Sunday, January 14th, 2007

I’ve been noticing recently that YouTube is suffering some significant speed issues. It used to be that speed was no problem, and the video would be entirely downloaded faster than one-quarter of the way through playback. Now, YouTube can’t even seem to transmit the videos in real time, meaning the video will frequently stop and stutter. It’s like RealPlayer’s “Buffering … buffering …” all over again. To watch a video without these annoying interruptions now I have to pause the video and let it load most of the way (meanwhile I’m browsing something else in another tab). Finally, when the download is mostly done, I unpause it, and hopefully the download finishes by the time playback reaches the end of the video.
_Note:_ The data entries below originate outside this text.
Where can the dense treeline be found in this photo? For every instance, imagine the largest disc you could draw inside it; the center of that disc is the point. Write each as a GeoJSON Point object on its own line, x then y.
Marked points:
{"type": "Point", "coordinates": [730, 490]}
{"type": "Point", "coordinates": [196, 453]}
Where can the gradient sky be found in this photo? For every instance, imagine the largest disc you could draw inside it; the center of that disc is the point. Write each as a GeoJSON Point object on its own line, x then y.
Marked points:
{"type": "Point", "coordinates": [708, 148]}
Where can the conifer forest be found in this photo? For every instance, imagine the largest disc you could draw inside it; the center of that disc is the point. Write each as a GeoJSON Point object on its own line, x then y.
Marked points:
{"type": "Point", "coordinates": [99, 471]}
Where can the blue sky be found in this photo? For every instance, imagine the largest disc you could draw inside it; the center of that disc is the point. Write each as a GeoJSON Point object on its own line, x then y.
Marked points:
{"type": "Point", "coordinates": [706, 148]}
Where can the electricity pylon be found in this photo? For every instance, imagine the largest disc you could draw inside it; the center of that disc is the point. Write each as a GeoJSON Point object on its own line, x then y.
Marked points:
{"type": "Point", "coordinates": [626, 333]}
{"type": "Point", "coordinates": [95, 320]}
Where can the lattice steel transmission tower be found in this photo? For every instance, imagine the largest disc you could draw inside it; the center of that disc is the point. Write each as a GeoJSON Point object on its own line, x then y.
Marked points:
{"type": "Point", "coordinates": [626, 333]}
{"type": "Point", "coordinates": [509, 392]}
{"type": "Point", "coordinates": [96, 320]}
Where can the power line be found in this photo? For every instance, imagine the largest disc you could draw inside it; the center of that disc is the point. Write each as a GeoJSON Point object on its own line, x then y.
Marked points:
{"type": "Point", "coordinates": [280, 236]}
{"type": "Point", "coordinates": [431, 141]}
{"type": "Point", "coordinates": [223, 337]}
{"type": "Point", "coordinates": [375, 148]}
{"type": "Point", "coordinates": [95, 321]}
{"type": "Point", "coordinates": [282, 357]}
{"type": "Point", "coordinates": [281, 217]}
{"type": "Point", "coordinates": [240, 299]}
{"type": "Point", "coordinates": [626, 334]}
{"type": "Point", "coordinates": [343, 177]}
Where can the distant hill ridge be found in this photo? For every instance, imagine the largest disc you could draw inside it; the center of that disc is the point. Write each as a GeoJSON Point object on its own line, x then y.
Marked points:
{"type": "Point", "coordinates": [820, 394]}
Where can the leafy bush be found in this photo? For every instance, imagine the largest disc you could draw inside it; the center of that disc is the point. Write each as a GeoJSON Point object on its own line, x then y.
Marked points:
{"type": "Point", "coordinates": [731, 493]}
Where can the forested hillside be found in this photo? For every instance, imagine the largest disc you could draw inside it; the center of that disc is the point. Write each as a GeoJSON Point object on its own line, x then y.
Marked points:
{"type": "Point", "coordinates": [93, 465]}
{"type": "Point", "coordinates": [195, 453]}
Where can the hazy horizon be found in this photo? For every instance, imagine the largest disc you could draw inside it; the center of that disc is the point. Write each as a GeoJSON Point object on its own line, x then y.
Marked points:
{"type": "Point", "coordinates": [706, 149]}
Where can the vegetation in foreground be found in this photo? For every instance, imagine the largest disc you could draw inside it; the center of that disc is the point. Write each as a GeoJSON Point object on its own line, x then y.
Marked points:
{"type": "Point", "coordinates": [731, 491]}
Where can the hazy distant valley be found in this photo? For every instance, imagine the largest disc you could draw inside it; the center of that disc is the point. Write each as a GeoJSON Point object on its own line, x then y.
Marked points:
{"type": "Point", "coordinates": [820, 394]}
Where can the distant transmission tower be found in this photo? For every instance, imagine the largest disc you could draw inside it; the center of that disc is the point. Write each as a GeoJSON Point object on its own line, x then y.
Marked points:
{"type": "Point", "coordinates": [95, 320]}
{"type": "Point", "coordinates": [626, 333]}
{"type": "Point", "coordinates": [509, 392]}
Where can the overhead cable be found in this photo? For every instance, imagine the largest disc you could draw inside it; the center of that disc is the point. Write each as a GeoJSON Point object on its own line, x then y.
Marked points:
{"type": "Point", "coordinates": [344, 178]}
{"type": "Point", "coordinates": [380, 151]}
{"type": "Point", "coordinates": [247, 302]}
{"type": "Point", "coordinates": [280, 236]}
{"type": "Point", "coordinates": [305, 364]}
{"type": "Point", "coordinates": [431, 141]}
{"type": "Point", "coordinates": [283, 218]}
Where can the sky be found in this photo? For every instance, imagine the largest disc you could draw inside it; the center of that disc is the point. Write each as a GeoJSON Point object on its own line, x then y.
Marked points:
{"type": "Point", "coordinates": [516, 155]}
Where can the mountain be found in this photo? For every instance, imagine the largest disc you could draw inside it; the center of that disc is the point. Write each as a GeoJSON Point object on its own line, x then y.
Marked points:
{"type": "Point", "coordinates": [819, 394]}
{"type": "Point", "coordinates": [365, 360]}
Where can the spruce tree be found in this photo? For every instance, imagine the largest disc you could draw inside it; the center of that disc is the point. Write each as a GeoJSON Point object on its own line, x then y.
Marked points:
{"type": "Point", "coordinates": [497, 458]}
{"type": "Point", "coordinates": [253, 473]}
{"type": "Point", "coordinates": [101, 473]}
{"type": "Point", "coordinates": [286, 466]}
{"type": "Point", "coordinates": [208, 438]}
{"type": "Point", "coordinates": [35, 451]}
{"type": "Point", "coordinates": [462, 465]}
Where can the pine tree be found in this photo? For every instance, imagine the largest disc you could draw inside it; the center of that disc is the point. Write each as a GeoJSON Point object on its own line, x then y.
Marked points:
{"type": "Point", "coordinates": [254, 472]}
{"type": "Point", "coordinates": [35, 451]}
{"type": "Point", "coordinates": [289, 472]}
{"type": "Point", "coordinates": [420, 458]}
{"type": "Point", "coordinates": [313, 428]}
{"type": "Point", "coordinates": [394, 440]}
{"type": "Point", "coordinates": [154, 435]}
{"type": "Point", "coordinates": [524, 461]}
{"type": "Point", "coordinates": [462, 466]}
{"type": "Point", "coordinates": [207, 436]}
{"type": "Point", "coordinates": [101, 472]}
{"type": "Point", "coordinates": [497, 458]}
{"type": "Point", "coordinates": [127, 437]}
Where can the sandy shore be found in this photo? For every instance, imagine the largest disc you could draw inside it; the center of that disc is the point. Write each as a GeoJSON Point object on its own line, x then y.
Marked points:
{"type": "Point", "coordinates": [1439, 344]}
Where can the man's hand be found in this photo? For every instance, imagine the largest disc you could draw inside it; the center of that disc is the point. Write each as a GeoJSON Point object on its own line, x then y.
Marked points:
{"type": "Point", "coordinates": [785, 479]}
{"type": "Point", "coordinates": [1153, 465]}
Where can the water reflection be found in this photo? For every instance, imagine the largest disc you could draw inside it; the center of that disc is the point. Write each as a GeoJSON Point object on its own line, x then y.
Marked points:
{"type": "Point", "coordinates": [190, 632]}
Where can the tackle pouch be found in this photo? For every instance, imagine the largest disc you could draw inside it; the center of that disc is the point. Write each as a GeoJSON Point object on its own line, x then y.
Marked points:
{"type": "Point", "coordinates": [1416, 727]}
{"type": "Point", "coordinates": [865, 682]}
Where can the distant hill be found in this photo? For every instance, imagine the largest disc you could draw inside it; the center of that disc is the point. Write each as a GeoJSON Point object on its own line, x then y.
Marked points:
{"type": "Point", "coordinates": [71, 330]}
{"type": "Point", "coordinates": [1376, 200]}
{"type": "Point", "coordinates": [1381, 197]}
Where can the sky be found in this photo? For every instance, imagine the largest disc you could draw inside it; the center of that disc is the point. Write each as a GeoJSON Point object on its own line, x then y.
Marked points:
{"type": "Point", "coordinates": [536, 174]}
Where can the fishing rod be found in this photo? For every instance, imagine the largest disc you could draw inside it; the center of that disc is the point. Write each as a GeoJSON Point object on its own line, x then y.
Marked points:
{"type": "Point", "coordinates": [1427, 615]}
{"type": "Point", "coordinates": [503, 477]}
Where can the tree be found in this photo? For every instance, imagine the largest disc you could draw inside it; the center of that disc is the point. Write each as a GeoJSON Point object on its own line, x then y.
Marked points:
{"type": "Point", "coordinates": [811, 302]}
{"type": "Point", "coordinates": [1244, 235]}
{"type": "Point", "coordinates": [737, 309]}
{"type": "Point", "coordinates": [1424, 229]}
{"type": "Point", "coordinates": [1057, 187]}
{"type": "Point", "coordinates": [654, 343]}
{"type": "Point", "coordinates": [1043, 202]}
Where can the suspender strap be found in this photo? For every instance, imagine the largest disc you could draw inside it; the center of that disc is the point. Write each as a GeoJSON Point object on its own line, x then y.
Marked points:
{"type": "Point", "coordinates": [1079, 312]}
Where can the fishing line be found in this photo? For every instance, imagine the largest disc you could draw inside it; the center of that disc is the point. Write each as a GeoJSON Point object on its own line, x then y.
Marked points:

What’s going on with YouTube? I know they’re growing exponentially, and they still don’t have a revenue model. Still, they were bought by Google, and you’d think that gives them enough money to buy infrastructure with. But it looks like their traffic has severely surpassed their infrastructure. They simply don’t have enough servers and/or bandwidth to handle everything coming at them, and as a result, the service is really suffering. I’ve mostly lost interest in YouTube now because I cannot just sequentially watch as many videos as I want. It’s a chore now; I have to identify stuff I want to watch, open them in new tabs, and wait awhile for them to load. Sorry, I’m not going to bother.